We noticed that igc_ptp_tx_hang() does not check TSYNCTXCTL valid
bits before declaring a timeout. It only checks whether 15 seconds
have elapsed since the slot was assigned. If the hardware captured a
valid timestamp but the completion interrupt was lost or coalesced,
the valid timestamp is thrown away by the timeout handler (which reads
TXSTMPH_0 to clear all valid bits). A more robust timeout handler
could check TSYNCTXCTL and salvage valid-but-undelivered timestamps
before declaring a timeout.
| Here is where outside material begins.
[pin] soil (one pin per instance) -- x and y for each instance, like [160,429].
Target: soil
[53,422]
This wouldn't fix the TIMINCA race but
would make the system more resilient to lost interrupts.


Tested on:
  - Intel i226 (TimeHAT board on Raspberry Pi 5)
  - Kernel 6.12.62+rpt-rpi-2712 (Raspberry Pi OS)
  - Intel out-of-tree igc driver 5.4.0-7642.46

Thanks,
Bob Van Valzah

—

 drivers/net/ethernet/intel/igc/igc_ptp.c | 14 +++++++++++++-
 1 file changed, 13 insertions(+), 1 deletion(-)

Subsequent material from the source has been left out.